The main benefit for employees, he explained, is that everyone can have a level of autonomy that simply isn’t possible in an office environment.
“Everyone can have a corner office, their windows, the food they want to eat, you can choose when there’s music and when there’s silence,” he said. “You can choose what temperature the room should be. You can save the time you’d spend commuting and put it into things that are important to you.”
And, on the employer’s side, it means that you never have to compromise when recruiting talent because they’re too far away, or have a complicated schedule, or simply don’t want to give up the option of WFH in their existing role.
“In Silicon Valley, the big tech companies fish from essentially the same small pond or bay. A distributed company can fish from the entire ocean,” Mullenweg said. “Instead of hiring someone who grew up in Japan but lives in California, you can gain someone who lives, works, wakes up and goes to sleep wherever they are in the world. They bring a different understanding of that culture and a different lived experience.”
And Mullenweg’s claims are backed up by solid research, too.
A two-year-long study conducted by Stanford found that, in the case of Ctrip, China’s largest travel agency, forcing employees to work from home actually improved their performance.

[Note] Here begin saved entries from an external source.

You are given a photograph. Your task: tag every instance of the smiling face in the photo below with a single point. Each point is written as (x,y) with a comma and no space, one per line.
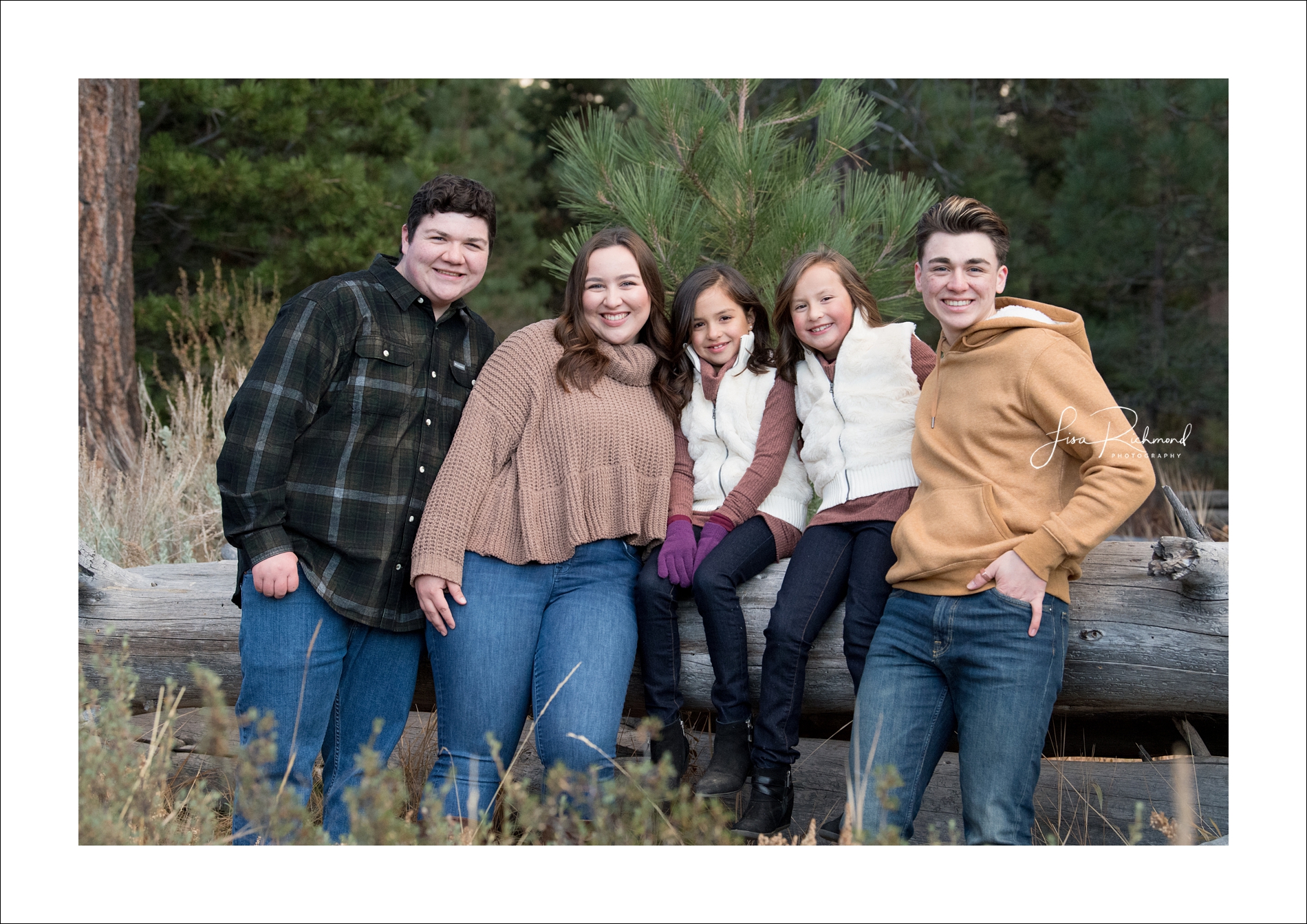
(821,310)
(958,279)
(614,299)
(718,325)
(446,258)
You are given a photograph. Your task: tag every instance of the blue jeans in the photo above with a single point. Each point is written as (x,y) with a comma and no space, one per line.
(522,632)
(745,550)
(832,562)
(354,676)
(966,662)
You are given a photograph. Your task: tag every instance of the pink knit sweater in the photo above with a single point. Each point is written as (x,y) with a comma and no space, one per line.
(535,471)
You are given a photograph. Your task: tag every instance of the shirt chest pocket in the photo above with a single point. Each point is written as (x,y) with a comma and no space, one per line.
(385,377)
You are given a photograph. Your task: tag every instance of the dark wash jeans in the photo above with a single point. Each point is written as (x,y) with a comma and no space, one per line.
(517,639)
(354,675)
(745,550)
(829,562)
(967,662)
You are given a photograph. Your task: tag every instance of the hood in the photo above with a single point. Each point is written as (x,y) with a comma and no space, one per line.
(1022,312)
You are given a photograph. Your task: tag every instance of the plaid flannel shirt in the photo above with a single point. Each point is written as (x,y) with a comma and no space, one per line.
(335,437)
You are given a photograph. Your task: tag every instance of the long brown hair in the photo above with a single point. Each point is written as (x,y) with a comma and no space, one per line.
(582,363)
(790,350)
(737,289)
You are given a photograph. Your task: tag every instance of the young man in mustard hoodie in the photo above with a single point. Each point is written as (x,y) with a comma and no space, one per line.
(1026,463)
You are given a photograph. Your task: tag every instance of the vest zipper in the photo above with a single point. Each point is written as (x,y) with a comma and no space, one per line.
(839,441)
(720,484)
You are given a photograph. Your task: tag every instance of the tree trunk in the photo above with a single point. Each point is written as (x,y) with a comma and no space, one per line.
(109,130)
(1149,632)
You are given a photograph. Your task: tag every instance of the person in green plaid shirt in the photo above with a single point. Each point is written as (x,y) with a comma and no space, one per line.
(332,444)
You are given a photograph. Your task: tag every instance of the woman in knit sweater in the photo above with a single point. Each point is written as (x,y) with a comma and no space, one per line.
(559,472)
(739,504)
(858,424)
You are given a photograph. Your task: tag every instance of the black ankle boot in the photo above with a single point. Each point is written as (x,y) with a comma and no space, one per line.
(770,804)
(731,765)
(672,742)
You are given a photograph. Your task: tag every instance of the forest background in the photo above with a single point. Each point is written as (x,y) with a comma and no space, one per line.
(1115,191)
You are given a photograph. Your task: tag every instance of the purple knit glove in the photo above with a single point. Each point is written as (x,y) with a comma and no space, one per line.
(711,533)
(676,557)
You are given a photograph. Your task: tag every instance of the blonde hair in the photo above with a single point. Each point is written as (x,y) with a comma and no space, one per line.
(790,350)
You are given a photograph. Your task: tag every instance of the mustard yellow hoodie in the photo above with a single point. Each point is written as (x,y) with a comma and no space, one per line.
(1021,446)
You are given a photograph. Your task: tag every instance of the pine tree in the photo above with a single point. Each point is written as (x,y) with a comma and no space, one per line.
(702,175)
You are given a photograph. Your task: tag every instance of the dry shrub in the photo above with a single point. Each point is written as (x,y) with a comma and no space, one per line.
(1156,517)
(165,507)
(133,795)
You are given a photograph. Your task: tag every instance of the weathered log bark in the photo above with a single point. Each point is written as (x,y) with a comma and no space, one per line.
(1149,632)
(109,129)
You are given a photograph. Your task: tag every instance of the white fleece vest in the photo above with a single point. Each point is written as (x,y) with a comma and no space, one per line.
(858,429)
(724,434)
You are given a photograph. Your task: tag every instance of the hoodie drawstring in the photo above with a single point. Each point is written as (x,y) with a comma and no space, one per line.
(939,378)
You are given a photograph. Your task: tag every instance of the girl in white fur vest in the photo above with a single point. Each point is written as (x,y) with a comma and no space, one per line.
(858,422)
(739,502)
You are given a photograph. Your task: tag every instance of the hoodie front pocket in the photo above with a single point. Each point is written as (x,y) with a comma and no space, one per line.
(947,527)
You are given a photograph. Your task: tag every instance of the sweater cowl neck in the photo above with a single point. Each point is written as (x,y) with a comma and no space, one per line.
(629,364)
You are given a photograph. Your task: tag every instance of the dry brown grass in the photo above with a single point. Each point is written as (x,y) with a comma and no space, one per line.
(165,507)
(1156,518)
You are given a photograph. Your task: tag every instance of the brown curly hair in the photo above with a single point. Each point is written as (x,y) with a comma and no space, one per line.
(790,350)
(582,363)
(737,289)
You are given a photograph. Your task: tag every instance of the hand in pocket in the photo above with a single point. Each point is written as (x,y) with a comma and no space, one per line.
(1015,579)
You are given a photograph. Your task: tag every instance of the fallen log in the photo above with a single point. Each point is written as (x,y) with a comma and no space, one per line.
(1149,632)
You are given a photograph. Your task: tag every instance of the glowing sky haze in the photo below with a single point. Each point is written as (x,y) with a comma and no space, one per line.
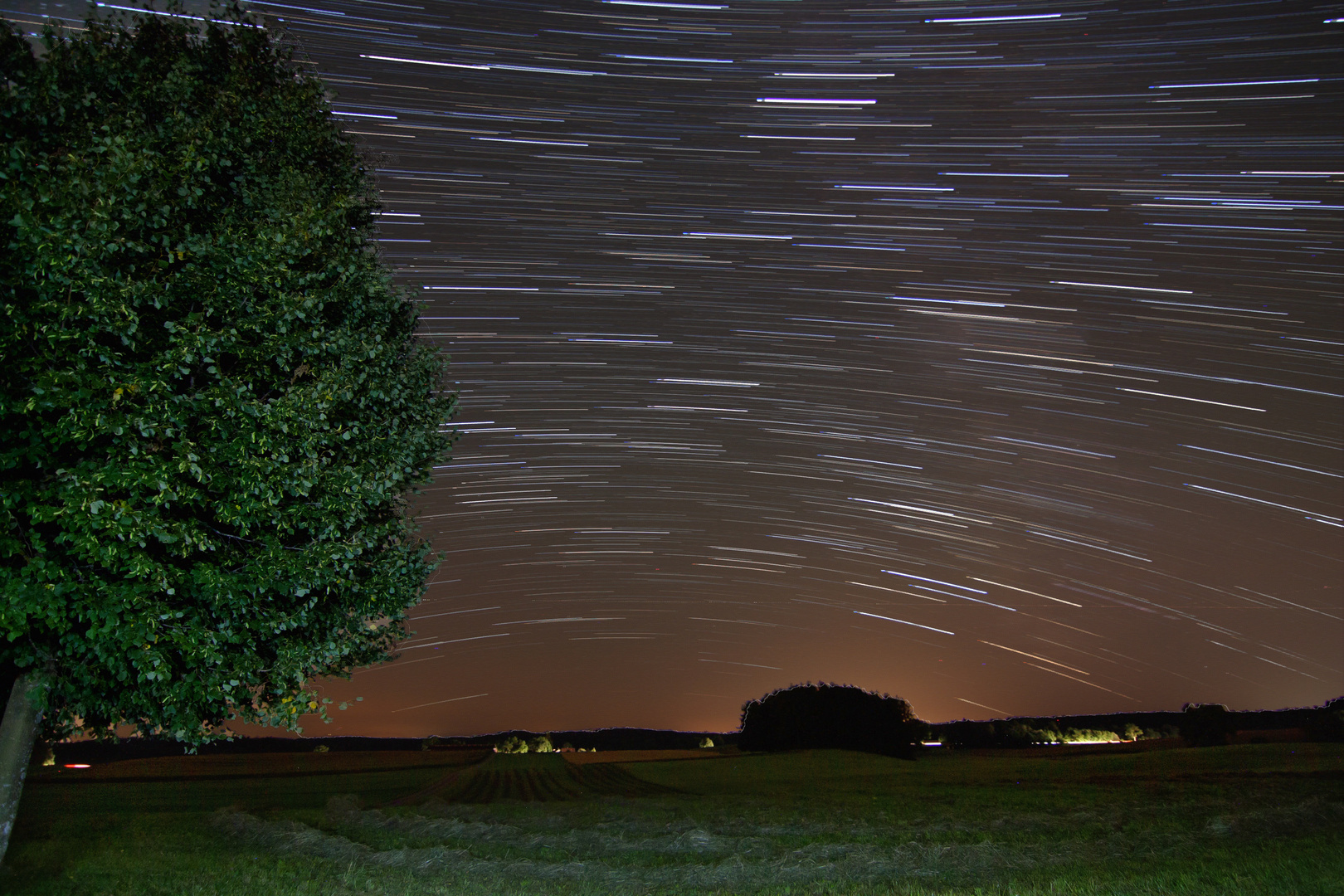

“Call center employees who volunteered to WFH were randomly assigned either to work from home or in the office for nine months,” the study explains. “Home working led to a 13% performance increase, of which 9% was from working more minutes per shift (fewer breaks and sick days) and 4% from more calls per minute (attributed to a quieter and more convenient working environment). Home workers also reported improved work satisfaction, and their attrition rate halved, but their promotion rate conditional on performance fell.”
Despite the drop in promotion rate, the company decided to extend the option to work from home to all of their employees. This, perhaps unsurprisingly, led to even greater benefits.
“Due to the success of the experiment, Ctrip rolled out the option to WFH to the whole firm and allowed the experimental employees to reselect between the home and office. Interestingly, over half of them switched, which led to the gains from WFH almost doubling to 22%.”
One of the key factors leading to increased success here seems to be whether or not the employees chose to work from home. Performance increased either way, but it increased much more noticeably when staff could decide which sort of work environment suited them best.
Mullenweg concedes that there are certain standards and rules that must be put in place for remote jobs to function smoothly – but they’re easily doable for any company worth its salt. Establishing online communication between staff is a must-do, as is getting workers into the good practice of self-monitoring and tracking everything they’ve done (or need to do). That way, they can be managed wherever they are, and can prove that they are actually doing work rather than slacking off.
Most importantly, Mullenweg notes that his employees are never totally isolated, and are always given the opportunity to meet their coworkers at annual events. “Once a year we do a grand meet-up where the entire company comes together for a week. It’s half-work, half-play,” he explains.
So, yes: working from home is good for business – provided that remote staff are given the same amount of care and attention that in-office workers would be.